Artist Alexander Esguerra has spent the last two years inviting couples to create their own Jackson Pollock-esque masterpieces by making love on a paint-covered canvas.
“Love is a powerful creative force,” says the Parsons graduate. “It really makes everybody feel like artists.”
Esguerra began “Love & Paint” back in 2010 after a particularly powerful night of passion, the 30-year-old lower East Sider reveals.
“I woke up one morning after a sexual encounter and my normally organized room was a mess,” he said, “I wanted to artistically capture those moments through the act of sex that our bodies interacted and affected the space around us without bringing in that whole played-out porn spiel.”
He has since helped nearly 50 couples bump and grind while slathered in various colors of nontoxic, water-based paint.
It’s all meant to demonstrate both the universal and inimitable qualities of sex.
“Sex is basically the great equalizer,” he said. “You look at these paintings and you can’t tell if the couple was gay or straight or old or young or married or cheating.”
And while Esguerra enjoys “exploring the power of sex,” and has even created his own sex painting, he is no voyeur.

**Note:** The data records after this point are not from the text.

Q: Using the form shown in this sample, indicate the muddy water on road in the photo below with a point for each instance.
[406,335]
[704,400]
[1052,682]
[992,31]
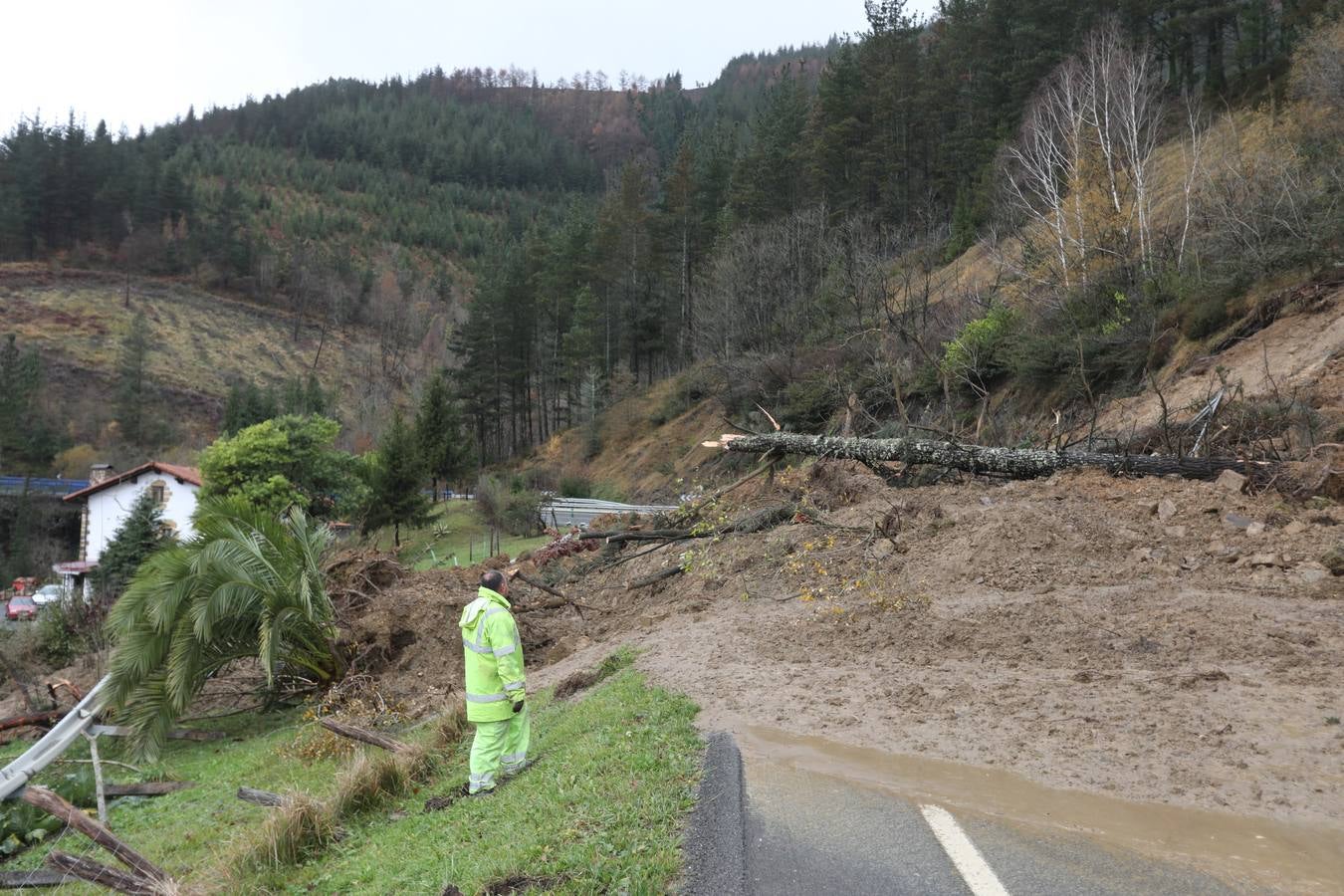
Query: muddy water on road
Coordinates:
[1243,850]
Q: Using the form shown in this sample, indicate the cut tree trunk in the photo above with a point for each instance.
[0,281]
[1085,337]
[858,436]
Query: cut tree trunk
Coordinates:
[260,796]
[101,875]
[1017,464]
[56,804]
[364,737]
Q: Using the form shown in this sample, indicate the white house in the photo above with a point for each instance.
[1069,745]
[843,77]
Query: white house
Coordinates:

After covering the floor in plastic, setting up the canvas on a heated surface, pouring carafes of paint and lighting candles, the artist leaves the couples to their own devices.
“When I leave the room, they are in total privacy,” he said. “I tell them to take the paint, lay on top of the canvas and pour it on each other. Look in your partner’s eyes and make love as you would normally. Have fun with the paint, but don’t make it all about the paint.”
Caroline and Tom Law, an upper West Side couple in their 60s, were intrigued by the opportunity to participate in Esguerra’s project.
“I found it very relaxing and pleasurable and freeing,” said Caroline, who is a designer like her husband. “It was just cool to use my body as a paintbrush. It’s like adult finger painting.”
And how did the painting turn out?
“It's beautiful,” said Tom. “The painting is hanging in our living room. Most visitors don’t know the origin, so they just think it is modern art. But if they ask, we’ll tell them how we did it.”
Ondriana and Natalia, a lesbian couple from the West Village who asked to be identified only by first names, said they “have never done anything like this.”
They painted their masterpiece during a party.
“We were in a dark room with a single candle and there were a bunch of people outside the door,” said Ondriana. “But the second the lights went out and the door closed, it was like we were in a whole other world. We just kept covering ourselves in paint. It was magical.”
And they learned something from the process as well.
“Put your hair up,” said Natalia. “It’s easier to get the paint off your body.”
The art project has proven so successful that Esguerra recently turned it into a business. He now sells “Love & Paint” packages, starting at $2,500, in which couples can experience making their own sexual masterpiece in an upscale New York City hotel.
“It has become so much more powerful than sex,” he said. “It is more like relationship therapy, a joyous experience for the couples to celebrate their love.”